Oh, we are not legally enslaved. We may have no first-hand experience of racial or gender or economic oppression. It may be that we have never been left out or discriminated against because of who we are or whom we love. We may even think have everyone and everything we need.
And then Advent comes along or—if we’re not the liturgical type,—the promise of the wonder and joy of Christmas. And we feel a familiar ache in our hearts.
We may chalk it up to nostalgia. We may write it off as little more than stress or sentimentality.
But I’m going to go out on a limb here: I’m going to say that the ache we feel, the sense of longing that surfaces when we sing a favorite carol or hang a special ornament on the tree has less to do with Christmas itself than with the essence of our humanity.
I’m going to go still further and say that this essence is a built-in yearning for our Creator; the Holy One who created us in love, for love. This is the Love who created us in goodness for wholeness; the God of hope and promise whose loving commitment to us is so long and wide and deep and high, whose longing for us and our joy is so absolute, that the Cosmic Christ emptied himself and, taking the form of a slave, was born in human likeness. And that humanity—which is to say physical weakness, vulnerability to all that is harmful, and the potential for divinity—meant being born in poverty as the child of a young, unmarried woman living under the oppression of both patriarchy and Roman occupation.
It is a grand, hard-to-believe story: that God is always and forever with us. That the Holy One is forever and always intervening in human history through people at the bottom and on the margins of unjust systems of power. That the Creator of All cares about us enough to become one of us. That the God Who Pays Attention hears our prayers. And that this Life-giving Presence and Intervening Love is always and forever coming ‘round again.
It is a grand, hard-to-believe story, and it may also be the truest thing there is.
God knows that in these days when so much has changed and so little is certain, when the ground keeps shifting, racism continues to kill, the coronavirus keeps mutating, and Covid-19 cases are again on the rise, we all need to know that some things will never change. We all need to be able to trust that there is something—someone—who will always be true.
In these times when we are so aware of all that is all that is unjust, divisive, threatening, and heartbreaking, we need to know that we are not alone in wanting things to be different and working to make them so.
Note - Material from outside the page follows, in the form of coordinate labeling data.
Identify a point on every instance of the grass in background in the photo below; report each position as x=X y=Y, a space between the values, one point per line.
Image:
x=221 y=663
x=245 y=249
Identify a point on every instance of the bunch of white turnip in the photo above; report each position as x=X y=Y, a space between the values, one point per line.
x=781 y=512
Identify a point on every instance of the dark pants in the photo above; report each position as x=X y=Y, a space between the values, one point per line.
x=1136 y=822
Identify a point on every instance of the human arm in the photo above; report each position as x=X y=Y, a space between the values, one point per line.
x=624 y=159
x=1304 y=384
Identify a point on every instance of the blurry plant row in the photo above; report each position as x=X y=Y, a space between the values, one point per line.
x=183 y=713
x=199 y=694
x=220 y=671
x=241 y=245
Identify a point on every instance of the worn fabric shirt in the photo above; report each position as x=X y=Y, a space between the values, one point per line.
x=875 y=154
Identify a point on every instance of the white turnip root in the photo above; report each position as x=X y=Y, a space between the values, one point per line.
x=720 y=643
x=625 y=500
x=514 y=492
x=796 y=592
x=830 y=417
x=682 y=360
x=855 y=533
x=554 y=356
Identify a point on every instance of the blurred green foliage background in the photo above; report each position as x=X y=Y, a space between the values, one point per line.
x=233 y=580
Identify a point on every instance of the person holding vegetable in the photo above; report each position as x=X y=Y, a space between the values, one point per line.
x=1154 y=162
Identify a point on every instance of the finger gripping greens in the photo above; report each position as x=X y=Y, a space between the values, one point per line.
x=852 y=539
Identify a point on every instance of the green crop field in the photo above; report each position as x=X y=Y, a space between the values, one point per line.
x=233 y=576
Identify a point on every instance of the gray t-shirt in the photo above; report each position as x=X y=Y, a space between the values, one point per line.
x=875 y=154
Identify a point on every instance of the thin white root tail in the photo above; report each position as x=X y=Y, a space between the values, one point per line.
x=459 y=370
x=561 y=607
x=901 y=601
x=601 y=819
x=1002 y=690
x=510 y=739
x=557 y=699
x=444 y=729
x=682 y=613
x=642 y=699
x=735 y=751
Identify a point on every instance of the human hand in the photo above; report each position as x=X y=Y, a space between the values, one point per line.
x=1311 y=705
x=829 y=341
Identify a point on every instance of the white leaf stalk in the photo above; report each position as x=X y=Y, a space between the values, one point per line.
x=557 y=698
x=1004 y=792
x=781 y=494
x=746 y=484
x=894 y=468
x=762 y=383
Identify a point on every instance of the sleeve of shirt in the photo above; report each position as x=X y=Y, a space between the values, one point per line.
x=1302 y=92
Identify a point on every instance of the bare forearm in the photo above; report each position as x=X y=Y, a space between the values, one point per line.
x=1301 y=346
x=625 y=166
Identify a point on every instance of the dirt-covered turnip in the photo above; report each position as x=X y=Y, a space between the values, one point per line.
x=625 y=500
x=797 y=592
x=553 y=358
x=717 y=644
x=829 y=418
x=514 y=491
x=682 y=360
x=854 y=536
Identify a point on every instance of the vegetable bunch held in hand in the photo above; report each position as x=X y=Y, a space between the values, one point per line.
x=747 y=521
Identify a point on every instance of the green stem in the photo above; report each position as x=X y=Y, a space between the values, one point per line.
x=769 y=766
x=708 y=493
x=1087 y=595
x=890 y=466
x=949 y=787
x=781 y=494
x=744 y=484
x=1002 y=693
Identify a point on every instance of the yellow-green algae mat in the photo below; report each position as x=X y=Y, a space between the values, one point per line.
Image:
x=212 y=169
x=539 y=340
And we need the courage and the spiritual wherewithal to live in hope, as if we believe—no matter what the present circumstances—that God’s peace and justice are on the way, that even in the darkest night the dawn is coming, that even when so much seems to be changing or even ending, a new and better time is being born.
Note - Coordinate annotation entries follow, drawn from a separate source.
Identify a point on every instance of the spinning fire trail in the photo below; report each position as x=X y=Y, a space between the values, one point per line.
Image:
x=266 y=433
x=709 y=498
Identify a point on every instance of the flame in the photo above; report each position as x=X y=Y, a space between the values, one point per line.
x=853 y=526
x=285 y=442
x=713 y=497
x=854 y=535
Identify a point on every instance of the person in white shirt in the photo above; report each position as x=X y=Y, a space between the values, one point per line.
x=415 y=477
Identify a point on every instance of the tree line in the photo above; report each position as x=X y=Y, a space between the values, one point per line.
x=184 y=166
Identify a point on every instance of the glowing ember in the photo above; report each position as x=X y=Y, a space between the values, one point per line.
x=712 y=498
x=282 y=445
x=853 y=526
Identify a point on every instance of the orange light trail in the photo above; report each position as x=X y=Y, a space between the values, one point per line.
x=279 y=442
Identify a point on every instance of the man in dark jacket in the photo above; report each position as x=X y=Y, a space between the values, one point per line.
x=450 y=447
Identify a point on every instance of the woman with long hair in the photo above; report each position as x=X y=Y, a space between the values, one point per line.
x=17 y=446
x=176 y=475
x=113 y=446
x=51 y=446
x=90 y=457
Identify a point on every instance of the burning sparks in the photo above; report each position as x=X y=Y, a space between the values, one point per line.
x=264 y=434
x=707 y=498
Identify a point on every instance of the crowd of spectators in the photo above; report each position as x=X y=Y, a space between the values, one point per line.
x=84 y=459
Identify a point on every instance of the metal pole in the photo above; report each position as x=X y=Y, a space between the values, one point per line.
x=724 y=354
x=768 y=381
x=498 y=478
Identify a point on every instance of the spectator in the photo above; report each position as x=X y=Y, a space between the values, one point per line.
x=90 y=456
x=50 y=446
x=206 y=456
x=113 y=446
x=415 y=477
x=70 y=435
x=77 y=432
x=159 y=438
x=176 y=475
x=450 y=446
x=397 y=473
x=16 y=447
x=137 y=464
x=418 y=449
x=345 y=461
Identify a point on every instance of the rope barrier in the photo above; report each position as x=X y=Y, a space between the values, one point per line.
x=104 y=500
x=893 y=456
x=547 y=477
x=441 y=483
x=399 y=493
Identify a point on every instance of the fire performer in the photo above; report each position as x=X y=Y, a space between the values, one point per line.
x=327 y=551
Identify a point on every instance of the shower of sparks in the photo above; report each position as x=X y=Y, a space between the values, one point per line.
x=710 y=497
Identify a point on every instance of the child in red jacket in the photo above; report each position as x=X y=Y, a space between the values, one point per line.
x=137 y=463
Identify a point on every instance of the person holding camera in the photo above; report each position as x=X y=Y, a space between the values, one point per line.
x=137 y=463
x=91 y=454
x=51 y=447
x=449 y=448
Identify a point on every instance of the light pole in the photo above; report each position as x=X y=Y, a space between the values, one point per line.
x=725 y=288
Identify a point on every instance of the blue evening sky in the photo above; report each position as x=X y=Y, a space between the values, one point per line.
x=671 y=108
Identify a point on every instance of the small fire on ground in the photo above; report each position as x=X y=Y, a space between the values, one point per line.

“How can this be?” the young girl Mary asked the angel Gabriel after he told her she would bear a son named Jesus. In that moment, Mary was most likely thinking of biology, but soon she would also be wondering about the angel’s portrayal of a never-ending rule and an upside-down future.
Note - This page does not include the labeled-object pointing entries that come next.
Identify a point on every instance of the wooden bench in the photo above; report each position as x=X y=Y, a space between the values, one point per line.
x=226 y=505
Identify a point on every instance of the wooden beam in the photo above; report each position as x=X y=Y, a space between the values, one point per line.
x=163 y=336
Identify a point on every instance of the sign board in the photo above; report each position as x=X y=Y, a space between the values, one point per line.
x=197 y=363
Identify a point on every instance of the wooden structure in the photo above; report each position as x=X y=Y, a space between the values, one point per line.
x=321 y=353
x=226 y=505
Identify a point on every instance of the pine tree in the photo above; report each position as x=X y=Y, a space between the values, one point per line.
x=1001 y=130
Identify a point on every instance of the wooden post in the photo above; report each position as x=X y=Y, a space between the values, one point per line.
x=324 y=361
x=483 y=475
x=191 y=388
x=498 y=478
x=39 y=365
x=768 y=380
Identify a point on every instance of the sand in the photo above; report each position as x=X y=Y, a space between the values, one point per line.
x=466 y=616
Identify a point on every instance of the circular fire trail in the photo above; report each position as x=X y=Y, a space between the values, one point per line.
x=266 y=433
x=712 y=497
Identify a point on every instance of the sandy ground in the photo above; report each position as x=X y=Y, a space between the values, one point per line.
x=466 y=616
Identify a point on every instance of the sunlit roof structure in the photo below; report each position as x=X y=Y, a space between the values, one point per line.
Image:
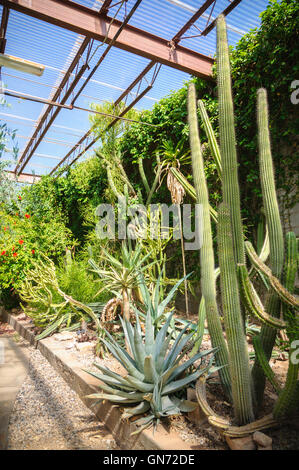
x=128 y=51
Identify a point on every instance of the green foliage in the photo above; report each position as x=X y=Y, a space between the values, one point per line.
x=73 y=198
x=268 y=58
x=24 y=238
x=262 y=58
x=46 y=303
x=76 y=280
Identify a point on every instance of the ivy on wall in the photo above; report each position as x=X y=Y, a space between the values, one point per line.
x=265 y=57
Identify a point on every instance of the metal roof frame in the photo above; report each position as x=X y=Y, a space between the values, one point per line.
x=97 y=25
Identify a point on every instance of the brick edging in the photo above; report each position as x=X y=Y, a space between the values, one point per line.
x=84 y=384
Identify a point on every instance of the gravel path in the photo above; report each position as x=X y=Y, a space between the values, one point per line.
x=48 y=415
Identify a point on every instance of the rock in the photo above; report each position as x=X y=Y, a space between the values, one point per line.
x=197 y=416
x=87 y=347
x=64 y=336
x=240 y=443
x=262 y=440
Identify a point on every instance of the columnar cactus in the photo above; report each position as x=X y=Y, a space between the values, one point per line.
x=276 y=242
x=207 y=263
x=247 y=389
x=237 y=346
x=289 y=397
x=230 y=186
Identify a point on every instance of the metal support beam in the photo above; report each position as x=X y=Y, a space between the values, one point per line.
x=23 y=177
x=64 y=90
x=105 y=7
x=44 y=126
x=85 y=140
x=225 y=12
x=75 y=17
x=192 y=20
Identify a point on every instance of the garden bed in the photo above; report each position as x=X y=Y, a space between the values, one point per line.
x=69 y=358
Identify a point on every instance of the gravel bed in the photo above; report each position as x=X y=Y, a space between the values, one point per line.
x=48 y=415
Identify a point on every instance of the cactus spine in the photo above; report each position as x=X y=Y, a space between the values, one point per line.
x=273 y=221
x=237 y=347
x=230 y=185
x=289 y=396
x=207 y=263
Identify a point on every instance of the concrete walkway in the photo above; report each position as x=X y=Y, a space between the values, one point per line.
x=13 y=371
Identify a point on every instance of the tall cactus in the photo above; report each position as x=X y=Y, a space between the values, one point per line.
x=237 y=346
x=230 y=185
x=207 y=263
x=289 y=396
x=276 y=242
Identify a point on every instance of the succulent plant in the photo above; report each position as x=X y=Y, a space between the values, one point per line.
x=156 y=370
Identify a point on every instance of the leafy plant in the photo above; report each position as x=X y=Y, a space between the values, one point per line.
x=121 y=276
x=155 y=372
x=47 y=305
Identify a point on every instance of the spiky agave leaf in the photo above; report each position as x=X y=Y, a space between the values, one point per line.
x=155 y=370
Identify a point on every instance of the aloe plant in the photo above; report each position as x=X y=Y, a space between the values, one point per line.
x=122 y=276
x=156 y=370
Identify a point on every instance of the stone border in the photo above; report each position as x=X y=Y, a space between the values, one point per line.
x=66 y=364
“Wait. What?” she said. “How can this be?”
Nothing Gabriel had said had made any sense to her, but then the angel added, “For nothing will be impossible with God.”
It was this hope that sustained a poor, unmarried girl from the hills of Galilee. And it is this hope in God and God’s grand, hard-to-believe story that, if we let it, will sustain us.
And so we watch and wait, trusting in this one true thing: that God’s love is always with us, and always coming again. And so we prepare our hearts for a coming we can barely imagine, trusting that this hope will not disappoint us.